I had a little trouble reading this book. When I read books that are on TV, I picture the characters has a I am reading this book. I did not like the one character on the show which made it hard for me to read. Don't get me wrong the book was very good. But I glad that I am done reading it. On to the next book
There’s something quietly captivating about A Chill Rain in January. The Sunshine Coast setting seeps into every page, shaping the mood and almost becoming a character itself. Reading this book feels like peering through a crack in someone’s wall—watching their gestures, noticing their habits, and slowly unraveling exactly who they are.
A thoughtfully written, atmospheric mystery with a quiet, lingering darkness beneath the surface. L.R. Wright’s subtle style and strong sense of place make this a satisfying read. I’ve enjoyed spending time with the first three books in the series, and this feels like a natural point for me to pause before moving on to book four.

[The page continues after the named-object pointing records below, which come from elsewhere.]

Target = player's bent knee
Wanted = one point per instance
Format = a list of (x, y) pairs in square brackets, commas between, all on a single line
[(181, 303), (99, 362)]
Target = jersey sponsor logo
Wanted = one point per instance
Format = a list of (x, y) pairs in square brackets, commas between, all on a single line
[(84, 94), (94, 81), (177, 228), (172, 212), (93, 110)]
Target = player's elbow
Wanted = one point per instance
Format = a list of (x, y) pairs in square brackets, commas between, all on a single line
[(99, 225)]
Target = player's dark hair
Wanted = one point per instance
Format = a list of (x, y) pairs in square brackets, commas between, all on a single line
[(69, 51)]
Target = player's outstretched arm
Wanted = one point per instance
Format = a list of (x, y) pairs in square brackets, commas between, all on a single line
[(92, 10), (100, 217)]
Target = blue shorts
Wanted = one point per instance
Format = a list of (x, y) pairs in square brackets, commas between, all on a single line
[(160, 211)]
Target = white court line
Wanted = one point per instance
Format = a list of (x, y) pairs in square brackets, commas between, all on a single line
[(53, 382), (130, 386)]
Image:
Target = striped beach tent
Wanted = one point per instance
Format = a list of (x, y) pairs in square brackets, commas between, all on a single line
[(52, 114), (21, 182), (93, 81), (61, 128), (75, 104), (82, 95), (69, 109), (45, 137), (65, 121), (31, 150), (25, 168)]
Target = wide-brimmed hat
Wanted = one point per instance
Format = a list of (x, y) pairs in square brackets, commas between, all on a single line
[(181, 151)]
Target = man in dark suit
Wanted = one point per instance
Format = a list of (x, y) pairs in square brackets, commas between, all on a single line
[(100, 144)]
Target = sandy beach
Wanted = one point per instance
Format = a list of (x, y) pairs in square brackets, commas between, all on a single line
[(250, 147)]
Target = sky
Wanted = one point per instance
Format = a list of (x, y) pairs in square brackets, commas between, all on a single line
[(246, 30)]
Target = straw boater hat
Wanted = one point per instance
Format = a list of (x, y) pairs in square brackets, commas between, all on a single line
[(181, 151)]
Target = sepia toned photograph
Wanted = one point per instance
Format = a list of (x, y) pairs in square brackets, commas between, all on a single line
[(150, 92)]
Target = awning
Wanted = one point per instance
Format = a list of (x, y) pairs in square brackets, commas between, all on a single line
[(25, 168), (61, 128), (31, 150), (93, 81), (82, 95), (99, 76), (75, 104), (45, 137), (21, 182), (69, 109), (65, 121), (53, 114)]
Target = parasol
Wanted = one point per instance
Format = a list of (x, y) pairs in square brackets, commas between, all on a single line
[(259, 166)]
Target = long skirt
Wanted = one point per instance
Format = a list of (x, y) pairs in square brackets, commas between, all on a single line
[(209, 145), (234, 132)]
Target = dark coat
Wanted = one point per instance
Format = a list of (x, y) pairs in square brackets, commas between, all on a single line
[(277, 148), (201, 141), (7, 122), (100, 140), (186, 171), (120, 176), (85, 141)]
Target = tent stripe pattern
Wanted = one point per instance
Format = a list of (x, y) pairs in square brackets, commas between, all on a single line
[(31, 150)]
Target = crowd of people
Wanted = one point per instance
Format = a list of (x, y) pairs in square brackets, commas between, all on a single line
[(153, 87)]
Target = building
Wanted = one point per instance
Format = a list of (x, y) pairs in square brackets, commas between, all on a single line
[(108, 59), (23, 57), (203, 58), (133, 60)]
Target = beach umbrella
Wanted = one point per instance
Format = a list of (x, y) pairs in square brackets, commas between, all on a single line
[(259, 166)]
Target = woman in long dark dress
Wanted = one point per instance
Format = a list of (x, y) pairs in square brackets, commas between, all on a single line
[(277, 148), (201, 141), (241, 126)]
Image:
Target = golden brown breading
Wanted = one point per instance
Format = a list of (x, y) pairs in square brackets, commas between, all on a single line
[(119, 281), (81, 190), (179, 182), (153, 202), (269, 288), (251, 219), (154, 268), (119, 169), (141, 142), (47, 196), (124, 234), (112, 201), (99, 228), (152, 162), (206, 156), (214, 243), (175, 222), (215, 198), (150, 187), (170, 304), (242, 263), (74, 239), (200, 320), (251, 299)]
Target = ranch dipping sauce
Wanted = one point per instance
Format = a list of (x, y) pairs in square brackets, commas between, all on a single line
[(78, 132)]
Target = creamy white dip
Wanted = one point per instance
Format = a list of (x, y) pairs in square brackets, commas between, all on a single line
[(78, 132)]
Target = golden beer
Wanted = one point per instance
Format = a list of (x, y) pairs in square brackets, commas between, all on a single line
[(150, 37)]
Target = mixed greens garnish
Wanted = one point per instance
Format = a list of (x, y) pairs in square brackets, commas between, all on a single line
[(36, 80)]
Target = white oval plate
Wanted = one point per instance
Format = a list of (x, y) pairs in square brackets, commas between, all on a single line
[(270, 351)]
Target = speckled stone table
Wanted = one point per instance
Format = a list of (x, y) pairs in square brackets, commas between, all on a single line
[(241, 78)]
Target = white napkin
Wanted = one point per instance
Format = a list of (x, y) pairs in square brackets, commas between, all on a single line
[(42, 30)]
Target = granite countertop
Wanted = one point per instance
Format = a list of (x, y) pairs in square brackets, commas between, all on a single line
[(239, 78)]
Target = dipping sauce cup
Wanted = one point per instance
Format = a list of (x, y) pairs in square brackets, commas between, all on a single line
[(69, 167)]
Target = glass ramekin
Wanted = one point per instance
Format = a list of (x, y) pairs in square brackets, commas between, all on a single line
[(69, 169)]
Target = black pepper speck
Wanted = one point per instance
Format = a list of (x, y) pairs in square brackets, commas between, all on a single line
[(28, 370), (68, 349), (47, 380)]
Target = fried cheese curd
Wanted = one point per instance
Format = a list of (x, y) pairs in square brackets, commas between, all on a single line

#3 In this great series about a Canadian Mountie, Staff Sergeant in British Columbia on the sunshine coast. An elderly woman walks out of on old age home a strange beautiful woman pushes her brother down her cellar stairs,killing him. Not a spoiler for ending
Two eccentric old women, two notebooks from years ago, attempted blackmail, murder make for a fascinating case for RCMP Sergeant Alberg. Well written and characterized. I want to seek out the author's other books.
This high quality, award winning Canadian mystery is a compelling blend of detailed storytelling and interesting characters. I'll definitely read more books in this series!
Karl and Cassandra are actually superfluous to this story! Demented runaway Ramona and Zoe, the sociopath whose isolation and "rules" protect other people from her murderous rage dominate. Zoe's brother was a desperate fool who should have known better.
This book made me nervous because I was afraid of what might happen next and I still couldn’t put it down. I loved all the quirky characters that added a little lighter note to the story.
This was an interestingly odd one, but very good. You know who the "bad guy" is pretty early on, but the way it unfolds is so interesting. The characters in this town give you a bit of an insight into why this became a TV series and a very very good one at that!
It's not a thriller by any means, just a beautifully written book. All the lead characters are fleshed out really well and you just want to keep reading their story.